Additionally, Appellees supplied a letter from the Rhode Island Historical Preservation and Heritage Commission, noting that the "proposed project will have no effect on any significant cultural resources." (R. at 42.) Also, Appellees demonstrated through letters of approval from the United States Army Corps of Engineers and the Rhode Island Department of Transportation that all applicable building and safety codes were to be complied with. (R. at 28-29, 40-41.) Each satisfied the "writing" requirement of § 300.1(2), (9). The CRMC, therefore, could have reasonably concluded that the Appellees satisfied these respective criteria.

Finally, Appellees' various diagrams and maps of the facility and its location satisfy the "writing" requirement of § 300.1(3), (10). (R. at 13-22, 30-34, 48, 50.) These documents *Page 13 reasonably describe the area to be affected and, from them, the CRMC's determination that the facility would not conflict with navigation and other "water-dependent uses" was not clearly erroneous.

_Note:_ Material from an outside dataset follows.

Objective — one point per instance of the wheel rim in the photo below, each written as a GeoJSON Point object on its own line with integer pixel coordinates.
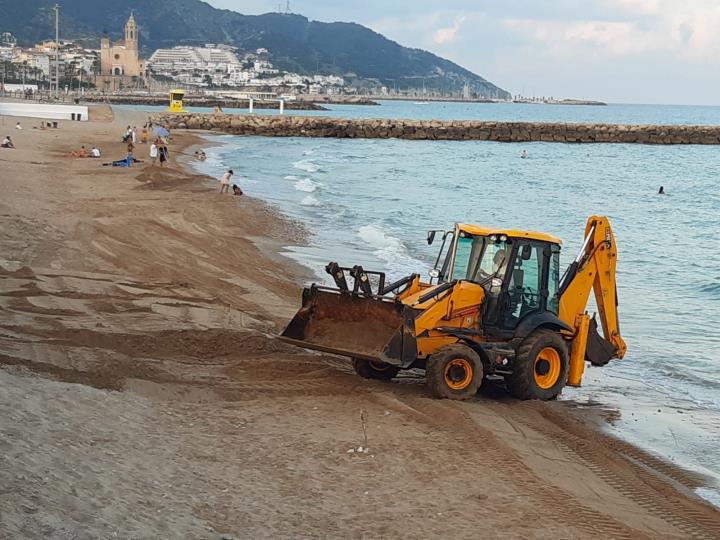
{"type": "Point", "coordinates": [547, 368]}
{"type": "Point", "coordinates": [458, 373]}
{"type": "Point", "coordinates": [379, 366]}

See CRMP § 300.1(3), (10). Accordingly, the CRMC's decision is supported by reliable, probative, and substantial evidence in the record.See § 42-35-15(g)(5).

Conclusion After a review of the entire record, this Court finds that the CRMC's granting of Appellees' application for a variance was neither in violation of its statutory authority, nor was it clearly erroneous in view of the reliable, probative, and substantial evidence on the whole record. Moreover, substantial rights of the Appellant have not been prejudiced. The CRMC's decision is therefore affirmed.

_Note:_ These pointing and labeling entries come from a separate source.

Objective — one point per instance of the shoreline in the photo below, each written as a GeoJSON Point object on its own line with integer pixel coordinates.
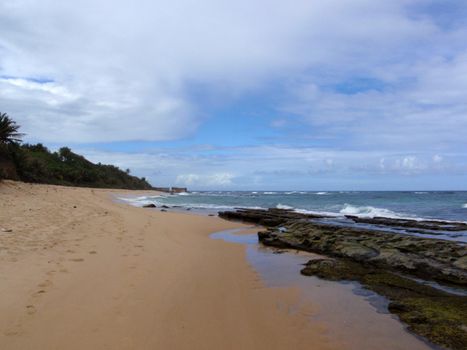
{"type": "Point", "coordinates": [81, 271]}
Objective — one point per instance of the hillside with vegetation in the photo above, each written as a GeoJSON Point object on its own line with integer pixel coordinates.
{"type": "Point", "coordinates": [37, 164]}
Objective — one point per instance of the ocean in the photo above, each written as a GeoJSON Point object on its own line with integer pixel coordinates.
{"type": "Point", "coordinates": [446, 205]}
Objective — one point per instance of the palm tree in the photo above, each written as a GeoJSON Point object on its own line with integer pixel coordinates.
{"type": "Point", "coordinates": [9, 130]}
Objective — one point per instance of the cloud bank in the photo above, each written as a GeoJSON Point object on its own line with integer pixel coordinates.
{"type": "Point", "coordinates": [355, 88]}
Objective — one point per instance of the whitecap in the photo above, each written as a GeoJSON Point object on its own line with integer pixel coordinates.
{"type": "Point", "coordinates": [283, 206]}
{"type": "Point", "coordinates": [370, 212]}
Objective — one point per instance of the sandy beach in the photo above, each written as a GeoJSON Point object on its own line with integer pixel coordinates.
{"type": "Point", "coordinates": [81, 271]}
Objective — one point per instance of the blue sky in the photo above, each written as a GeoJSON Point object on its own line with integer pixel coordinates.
{"type": "Point", "coordinates": [335, 95]}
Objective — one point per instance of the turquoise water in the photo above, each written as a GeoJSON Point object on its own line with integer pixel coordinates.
{"type": "Point", "coordinates": [418, 205]}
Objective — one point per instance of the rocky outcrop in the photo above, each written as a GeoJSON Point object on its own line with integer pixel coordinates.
{"type": "Point", "coordinates": [432, 225]}
{"type": "Point", "coordinates": [383, 262]}
{"type": "Point", "coordinates": [427, 258]}
{"type": "Point", "coordinates": [270, 217]}
{"type": "Point", "coordinates": [424, 257]}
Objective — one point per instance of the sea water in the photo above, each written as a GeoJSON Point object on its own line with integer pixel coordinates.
{"type": "Point", "coordinates": [447, 205]}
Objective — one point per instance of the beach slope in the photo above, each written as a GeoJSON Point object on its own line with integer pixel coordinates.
{"type": "Point", "coordinates": [79, 270]}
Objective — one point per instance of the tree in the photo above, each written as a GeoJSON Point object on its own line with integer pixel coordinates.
{"type": "Point", "coordinates": [9, 130]}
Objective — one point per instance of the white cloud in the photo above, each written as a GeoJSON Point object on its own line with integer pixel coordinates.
{"type": "Point", "coordinates": [276, 167]}
{"type": "Point", "coordinates": [211, 181]}
{"type": "Point", "coordinates": [124, 71]}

Counsel shall prepare an appropriate judgment for entry.

1 As Appellees correctly note, even if the Court were to accept Appellant's argument to apply zoning law to the instant appeal, the situation here is analogous to a dimensional variance, which requires an applicant to show only that a denial would amount to more than a mere inconvenience. See Sako v. Delsesto, 688 A.2d 1296, 1298 (R.I. 1997). The burden which Appellant advocates is that which is applied to a use variance. See Lischio v. Zoning Bd. of Review of Town of N.Kingston, 818 A.2d 685, 692 (R.I. 2003).

2 Also at the hearing, Appellant indicated that she planned to extend her own dock, which would make the distance between both docks somewhere between 28-32 feet. (Tr. at 30, 49-50.) Nevertheless, based on the evidence presented, it was reasonable for the expert agency to consider that possible distance sufficient.